Missing traces due to context propagation through message queues: A Kafka consumer did not propagate traceparent from the message headers. All message-processing traces were disconnected from the producer traces. Fix: OTel Kafka instrumentation automatically extracts and propagates traceparent from message headers; use the official instrumentation library.
Modern Usage
- Tempo + Grafana is the dominant open-source trace storage + visualization stack in production Kubernetes deployments.
- Jaeger v2 (2024): rebuilt on OTel Collector, adding OTLP-native ingestion and better scaling characteristics.
- TraceQL (Grafana Tempo): enables rich programmatic trace search without full-text indexing, making trace analysis at scale affordable.
- Service Graph metrics from traces: Tempo and Jaeger both extract RED (Rate, Errors, Duration) metrics from trace data, providing service-level metrics without additional instrumentation.
- Exemplar integration: Prometheus histograms with exemplars link directly to Tempo traces, enabling metric-to-trace drill-down in Grafana.
Future Directions
- Continuous tracing for database query plans: extending trace spans to include actual database execution plans, not just the SQL statement.

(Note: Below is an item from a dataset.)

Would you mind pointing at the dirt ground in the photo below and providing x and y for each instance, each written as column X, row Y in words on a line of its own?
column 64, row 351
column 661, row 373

- ML-based anomaly detection on traces: automatically identifying unusual span patterns (unexpected call sequences, new service dependencies) as potential indicators of incidents.
- eBPF-based zero-instrumentation tracing: Pixie, Hubble, and similar tools extract spans directly from the kernel network stack without any application instrumentation, providing automatic service graph discovery.
Exercises
-
Trace waterfall analysis: Using Jaeger or Tempo, find the 10 slowest traces for a service over the last 24 hours. For each trace, identify: which span contributed the most latency? Was there any parallel fan-out that was efficient? Is there serial work that could be parallelized?
-
Propagation verification: Write a test that makes an HTTP request to Service A, which calls Service B. Assert that the
traceparentheader is present in Service B's incoming request and contains the sametrace_idas Service A's outgoing request. Test what happens when you deliberately break context propagation. -
Tail sampling configuration: Set up an OTel Collector with tail sampling. Configure it to keep 100% of error traces, 100% of traces >500ms, and 1% of all other traces. Generate 1000 traces (mix of fast/slow/error). Count how many traces appear in Jaeger and verify the sampling ratios match expectations.
-
Service graph extraction: Write a script that reads traces from Tempo or Jaeger API, extracts all unique
(parent_service, child_service)pairs, and outputs a DOT graph. Render it with Graphviz. Compare with your architecture diagram — are there unexpected service dependencies? -
Clock skew impact: Deliberately introduce a 5-second clock skew between two services (by adjusting system time in a container). Observe how Jaeger/Tempo handles out-of-order spans. Does the trace still visualize correctly? What is the maximum skew each system tolerates?
References
- Sigelman, Ben et al. "Dapper, a Large-Scale Distributed Systems Tracing Infrastructure." Google Technical Report, 2010. https://research.google.com/archive/papers/dapper-2010-1.pdf
- W3C Trace Context Recommendation: https://www.w3.org/TR/trace-context/
- Jaeger Documentation: https://www.jaegertracing.io/docs/
- Grafana Tempo Documentation: https://grafana.com/docs/tempo/
- OpenTelemetry Tracing Specification: https://opentelemetry.io/docs/specs/otel/trace/
- Gregg, Brendan. "Flame Graphs." http://brendangregg.com/flamegraphs.html
- Kim, Cindy et al. "Distributed Tracing — We've Been Doing It Wrong." Honeycomb blog.
- Yahn, Ted. Distributed Systems Observability. O'Reilly, 2018. Chapter 4.